Che nulla sia stato, finora, prelevato dal conto corrente cointestato con il defunto, non evita il possibile configurarsi di una accettazione tacita dell’eredità: infatti, va anche tenuto conto che, sicuramente, nella richiesta di chiusura del conto corrente cointestato, è stato necessario indicare un conto corrente (di intestazione esclusiva di madre o figlio oppure fra questi contestato) sul quale trasferire il saldo residuo in conto corrente.
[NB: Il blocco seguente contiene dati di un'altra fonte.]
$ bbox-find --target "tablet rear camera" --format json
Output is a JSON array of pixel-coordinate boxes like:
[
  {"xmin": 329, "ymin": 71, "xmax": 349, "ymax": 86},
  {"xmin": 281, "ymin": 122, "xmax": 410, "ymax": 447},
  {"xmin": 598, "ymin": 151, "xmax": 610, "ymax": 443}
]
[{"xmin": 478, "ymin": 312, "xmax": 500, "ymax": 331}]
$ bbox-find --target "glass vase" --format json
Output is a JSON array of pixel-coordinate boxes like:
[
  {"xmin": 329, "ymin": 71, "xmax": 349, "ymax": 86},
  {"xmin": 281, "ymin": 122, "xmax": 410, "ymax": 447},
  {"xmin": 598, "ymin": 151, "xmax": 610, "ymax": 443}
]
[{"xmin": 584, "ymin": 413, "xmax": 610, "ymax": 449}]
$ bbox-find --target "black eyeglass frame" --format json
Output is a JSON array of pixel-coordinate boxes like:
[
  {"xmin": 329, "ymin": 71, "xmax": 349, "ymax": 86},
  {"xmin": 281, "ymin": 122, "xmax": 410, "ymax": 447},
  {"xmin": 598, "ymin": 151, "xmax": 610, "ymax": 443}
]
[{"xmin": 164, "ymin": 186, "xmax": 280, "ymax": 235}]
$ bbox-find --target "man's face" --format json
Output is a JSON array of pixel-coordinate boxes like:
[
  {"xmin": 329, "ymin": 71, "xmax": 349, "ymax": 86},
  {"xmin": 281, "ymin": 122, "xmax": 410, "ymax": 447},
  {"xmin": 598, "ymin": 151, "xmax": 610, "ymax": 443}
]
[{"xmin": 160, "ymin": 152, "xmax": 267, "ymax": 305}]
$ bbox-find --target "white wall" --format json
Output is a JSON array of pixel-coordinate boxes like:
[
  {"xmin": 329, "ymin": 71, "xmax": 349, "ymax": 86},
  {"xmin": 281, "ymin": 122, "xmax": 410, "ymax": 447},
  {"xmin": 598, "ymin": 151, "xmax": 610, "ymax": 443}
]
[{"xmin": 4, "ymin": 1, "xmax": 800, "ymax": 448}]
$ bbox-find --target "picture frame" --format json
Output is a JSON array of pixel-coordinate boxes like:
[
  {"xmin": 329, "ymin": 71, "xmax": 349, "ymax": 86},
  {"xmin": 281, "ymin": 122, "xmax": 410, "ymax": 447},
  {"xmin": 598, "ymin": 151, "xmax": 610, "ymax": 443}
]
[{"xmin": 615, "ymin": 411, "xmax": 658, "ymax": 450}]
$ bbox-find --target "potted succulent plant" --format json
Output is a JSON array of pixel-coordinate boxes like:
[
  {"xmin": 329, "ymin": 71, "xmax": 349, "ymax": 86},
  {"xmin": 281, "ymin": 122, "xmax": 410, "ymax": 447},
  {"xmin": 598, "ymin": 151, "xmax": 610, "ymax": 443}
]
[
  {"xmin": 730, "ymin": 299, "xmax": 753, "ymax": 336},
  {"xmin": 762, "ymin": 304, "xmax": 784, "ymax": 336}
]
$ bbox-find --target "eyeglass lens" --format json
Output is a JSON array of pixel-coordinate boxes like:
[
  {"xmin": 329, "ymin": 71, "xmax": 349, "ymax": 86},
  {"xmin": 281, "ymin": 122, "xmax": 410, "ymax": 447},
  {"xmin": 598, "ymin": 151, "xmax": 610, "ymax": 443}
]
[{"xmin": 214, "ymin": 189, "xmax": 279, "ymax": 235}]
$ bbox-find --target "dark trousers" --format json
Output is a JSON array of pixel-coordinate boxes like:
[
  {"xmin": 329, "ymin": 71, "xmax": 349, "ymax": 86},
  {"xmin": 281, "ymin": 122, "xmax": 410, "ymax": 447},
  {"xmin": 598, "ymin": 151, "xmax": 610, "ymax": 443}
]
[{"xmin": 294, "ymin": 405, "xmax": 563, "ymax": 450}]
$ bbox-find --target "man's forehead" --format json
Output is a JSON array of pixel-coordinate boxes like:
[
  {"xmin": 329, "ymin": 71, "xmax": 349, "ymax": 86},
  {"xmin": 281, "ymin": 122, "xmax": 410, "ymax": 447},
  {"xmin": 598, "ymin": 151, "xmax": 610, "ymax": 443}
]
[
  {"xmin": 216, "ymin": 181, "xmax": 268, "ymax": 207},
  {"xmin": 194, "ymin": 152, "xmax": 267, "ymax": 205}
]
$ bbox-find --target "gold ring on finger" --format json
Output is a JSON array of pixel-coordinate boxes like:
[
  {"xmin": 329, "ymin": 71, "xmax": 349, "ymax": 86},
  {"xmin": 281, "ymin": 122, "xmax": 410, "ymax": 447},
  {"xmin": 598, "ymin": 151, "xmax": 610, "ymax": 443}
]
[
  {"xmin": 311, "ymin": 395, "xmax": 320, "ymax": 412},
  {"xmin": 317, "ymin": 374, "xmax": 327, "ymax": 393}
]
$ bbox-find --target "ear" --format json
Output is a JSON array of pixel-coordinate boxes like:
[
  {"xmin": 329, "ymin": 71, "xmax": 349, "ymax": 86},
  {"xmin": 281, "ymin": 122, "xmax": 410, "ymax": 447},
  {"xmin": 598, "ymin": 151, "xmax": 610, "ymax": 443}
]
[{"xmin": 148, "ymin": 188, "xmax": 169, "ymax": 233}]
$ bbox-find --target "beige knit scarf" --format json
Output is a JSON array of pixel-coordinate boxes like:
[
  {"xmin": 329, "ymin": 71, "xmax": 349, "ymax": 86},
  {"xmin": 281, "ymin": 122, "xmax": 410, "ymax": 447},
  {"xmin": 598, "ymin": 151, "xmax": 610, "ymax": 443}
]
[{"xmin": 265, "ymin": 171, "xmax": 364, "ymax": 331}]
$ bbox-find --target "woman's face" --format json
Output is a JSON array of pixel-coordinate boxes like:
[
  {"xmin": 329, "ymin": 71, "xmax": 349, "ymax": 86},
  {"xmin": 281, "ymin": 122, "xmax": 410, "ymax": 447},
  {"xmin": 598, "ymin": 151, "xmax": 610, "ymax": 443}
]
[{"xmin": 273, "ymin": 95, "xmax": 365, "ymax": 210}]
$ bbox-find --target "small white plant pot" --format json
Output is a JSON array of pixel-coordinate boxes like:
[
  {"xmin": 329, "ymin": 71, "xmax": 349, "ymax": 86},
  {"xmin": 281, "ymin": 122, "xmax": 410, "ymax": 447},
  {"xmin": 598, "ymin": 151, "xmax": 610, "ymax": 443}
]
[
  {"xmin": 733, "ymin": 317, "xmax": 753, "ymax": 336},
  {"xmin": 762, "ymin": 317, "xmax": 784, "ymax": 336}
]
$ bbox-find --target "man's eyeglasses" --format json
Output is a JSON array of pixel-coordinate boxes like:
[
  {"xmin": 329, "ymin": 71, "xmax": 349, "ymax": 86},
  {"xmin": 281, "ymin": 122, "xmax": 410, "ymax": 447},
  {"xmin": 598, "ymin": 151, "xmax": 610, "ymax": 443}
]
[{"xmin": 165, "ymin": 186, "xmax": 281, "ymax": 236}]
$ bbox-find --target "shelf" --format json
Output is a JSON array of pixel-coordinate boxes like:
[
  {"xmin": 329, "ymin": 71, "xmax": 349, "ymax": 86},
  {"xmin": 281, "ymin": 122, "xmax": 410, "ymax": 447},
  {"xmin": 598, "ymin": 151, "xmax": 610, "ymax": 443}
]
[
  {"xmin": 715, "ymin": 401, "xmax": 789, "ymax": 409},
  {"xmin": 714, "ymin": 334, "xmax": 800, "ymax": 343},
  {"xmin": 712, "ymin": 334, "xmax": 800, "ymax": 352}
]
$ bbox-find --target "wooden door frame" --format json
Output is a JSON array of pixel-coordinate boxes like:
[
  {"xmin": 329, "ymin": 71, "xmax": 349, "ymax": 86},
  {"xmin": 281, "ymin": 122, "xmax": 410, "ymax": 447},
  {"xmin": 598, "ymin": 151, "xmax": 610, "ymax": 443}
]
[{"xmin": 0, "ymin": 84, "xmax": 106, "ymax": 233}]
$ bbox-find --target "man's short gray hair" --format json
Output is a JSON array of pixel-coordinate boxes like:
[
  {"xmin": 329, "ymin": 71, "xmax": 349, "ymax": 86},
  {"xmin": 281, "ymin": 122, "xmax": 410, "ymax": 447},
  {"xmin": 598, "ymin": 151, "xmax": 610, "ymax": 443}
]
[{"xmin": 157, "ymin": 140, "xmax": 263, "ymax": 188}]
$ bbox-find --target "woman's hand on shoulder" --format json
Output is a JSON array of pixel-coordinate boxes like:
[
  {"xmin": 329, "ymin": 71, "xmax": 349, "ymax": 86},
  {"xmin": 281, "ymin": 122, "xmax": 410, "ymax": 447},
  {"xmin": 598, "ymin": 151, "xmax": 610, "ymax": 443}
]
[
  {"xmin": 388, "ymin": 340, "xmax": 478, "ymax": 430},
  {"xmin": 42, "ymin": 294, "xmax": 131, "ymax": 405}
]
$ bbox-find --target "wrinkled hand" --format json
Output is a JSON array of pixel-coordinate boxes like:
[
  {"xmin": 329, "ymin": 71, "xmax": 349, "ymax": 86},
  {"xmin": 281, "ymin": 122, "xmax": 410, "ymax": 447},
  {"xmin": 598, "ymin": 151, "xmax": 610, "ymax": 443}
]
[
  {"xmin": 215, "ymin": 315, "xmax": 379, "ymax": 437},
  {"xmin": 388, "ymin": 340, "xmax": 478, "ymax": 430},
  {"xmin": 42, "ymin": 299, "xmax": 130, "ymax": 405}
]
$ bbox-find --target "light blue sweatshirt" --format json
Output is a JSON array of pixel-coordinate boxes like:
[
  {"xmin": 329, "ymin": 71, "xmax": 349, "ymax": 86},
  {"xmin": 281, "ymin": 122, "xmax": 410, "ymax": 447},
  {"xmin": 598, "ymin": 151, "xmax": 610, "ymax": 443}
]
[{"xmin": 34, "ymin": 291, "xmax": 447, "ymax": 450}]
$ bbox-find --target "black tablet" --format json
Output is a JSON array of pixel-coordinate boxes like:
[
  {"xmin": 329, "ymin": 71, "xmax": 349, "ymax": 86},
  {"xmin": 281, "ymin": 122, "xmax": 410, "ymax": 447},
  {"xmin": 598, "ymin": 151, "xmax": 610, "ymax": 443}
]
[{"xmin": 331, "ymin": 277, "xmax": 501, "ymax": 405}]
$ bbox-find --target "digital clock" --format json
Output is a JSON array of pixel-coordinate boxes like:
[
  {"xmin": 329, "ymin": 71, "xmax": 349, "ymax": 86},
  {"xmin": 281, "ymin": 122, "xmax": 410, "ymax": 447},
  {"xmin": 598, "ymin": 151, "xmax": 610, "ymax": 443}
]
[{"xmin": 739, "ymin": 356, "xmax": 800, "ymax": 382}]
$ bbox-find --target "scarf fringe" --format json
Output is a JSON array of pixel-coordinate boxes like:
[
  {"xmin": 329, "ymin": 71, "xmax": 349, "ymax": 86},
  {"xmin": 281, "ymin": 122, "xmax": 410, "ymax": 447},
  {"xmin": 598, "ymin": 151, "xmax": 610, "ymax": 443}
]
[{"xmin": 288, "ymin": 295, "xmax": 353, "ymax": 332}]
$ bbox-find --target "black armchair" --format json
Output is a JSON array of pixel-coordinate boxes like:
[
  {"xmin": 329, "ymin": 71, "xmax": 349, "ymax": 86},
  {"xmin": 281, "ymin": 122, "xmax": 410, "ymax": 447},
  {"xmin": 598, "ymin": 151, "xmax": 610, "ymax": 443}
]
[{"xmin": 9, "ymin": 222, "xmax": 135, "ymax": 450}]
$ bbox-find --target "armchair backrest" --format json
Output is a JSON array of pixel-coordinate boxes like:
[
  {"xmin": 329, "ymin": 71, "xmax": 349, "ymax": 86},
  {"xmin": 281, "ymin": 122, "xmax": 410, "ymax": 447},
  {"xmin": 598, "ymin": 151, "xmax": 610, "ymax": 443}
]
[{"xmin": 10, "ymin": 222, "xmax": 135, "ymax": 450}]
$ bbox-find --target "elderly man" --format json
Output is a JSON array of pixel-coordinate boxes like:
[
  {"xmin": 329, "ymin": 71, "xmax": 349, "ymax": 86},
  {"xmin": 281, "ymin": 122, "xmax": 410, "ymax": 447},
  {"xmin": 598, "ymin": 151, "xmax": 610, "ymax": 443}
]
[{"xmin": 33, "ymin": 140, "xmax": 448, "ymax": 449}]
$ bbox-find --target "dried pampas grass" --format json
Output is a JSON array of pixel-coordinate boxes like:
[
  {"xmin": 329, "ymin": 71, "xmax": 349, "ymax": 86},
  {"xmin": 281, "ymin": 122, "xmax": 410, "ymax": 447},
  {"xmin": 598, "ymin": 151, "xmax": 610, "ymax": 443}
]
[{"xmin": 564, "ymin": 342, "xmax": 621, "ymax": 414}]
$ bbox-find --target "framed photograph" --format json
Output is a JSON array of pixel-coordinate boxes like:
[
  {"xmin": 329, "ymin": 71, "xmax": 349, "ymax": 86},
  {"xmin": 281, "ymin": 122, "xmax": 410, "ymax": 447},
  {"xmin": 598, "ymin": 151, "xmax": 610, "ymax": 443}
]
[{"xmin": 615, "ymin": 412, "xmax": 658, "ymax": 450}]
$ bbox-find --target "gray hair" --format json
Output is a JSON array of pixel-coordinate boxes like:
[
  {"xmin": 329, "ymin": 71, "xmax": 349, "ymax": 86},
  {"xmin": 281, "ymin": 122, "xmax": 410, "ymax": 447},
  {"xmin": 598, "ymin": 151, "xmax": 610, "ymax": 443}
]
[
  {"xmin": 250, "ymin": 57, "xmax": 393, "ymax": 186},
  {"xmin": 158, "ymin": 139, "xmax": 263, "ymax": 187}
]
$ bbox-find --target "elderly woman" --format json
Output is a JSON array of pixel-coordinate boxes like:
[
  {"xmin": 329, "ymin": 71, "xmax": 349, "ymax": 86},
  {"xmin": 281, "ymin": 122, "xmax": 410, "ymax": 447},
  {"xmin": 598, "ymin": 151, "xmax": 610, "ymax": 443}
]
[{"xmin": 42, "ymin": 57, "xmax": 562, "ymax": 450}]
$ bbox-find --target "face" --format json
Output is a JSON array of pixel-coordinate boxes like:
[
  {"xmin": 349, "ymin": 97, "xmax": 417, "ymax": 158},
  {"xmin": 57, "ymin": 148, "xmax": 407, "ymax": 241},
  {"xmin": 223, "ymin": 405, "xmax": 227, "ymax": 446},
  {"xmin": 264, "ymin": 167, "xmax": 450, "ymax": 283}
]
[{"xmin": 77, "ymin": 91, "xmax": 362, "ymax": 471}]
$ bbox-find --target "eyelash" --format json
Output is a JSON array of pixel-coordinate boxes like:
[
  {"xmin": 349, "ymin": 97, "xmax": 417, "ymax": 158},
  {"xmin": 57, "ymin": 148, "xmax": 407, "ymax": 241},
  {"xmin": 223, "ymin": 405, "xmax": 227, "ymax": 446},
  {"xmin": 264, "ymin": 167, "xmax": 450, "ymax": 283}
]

Per inciso, sua madre avrebbe potuto prelevare, per evitare accettazione tacita dell’eredità, dal conto corrente cointestato, solo somme di danaro che fossero inequivocabilmente riconducibili alla propria disponibilità: se, tuttavia, sul conto corrente cointestato afferivano solo le rimesse pensionistiche del defunto, il discorso si complica.

Quello che andava fatto, era trasferire su un conto corrente intestato solo a sua madre le somme di esclusiva competenza della genitrice, e non richiedere la chiusura del conto corrente cointestato con contestuale trasferimento altrove, dell’intero saldo disponibile.

Peraltro, l’articolo 485 del codice civile dispone che il chiamato all’eredità, quando a qualsiasi titolo è nel possesso di beni ereditari, deve fare l’inventario entro tre mesi dal giorno dell’apertura della successione o della notizia della devoluta eredità. Trascorso tale termine senza che l’inventario sia stato compiuto, il chiamato all’eredità è considerato erede puro e semplice.

In altre parole, al momento del decesso, sua madre, cointestataria del conto corrente con il defunto (e quindi, in possesso di somme attribuibili all’eredità), avrebbe dovuto redigere inventario, indicando quali importi costituenti il saldo erano da imputare all’eredità e quali invece di esclusiva competenza della vedova.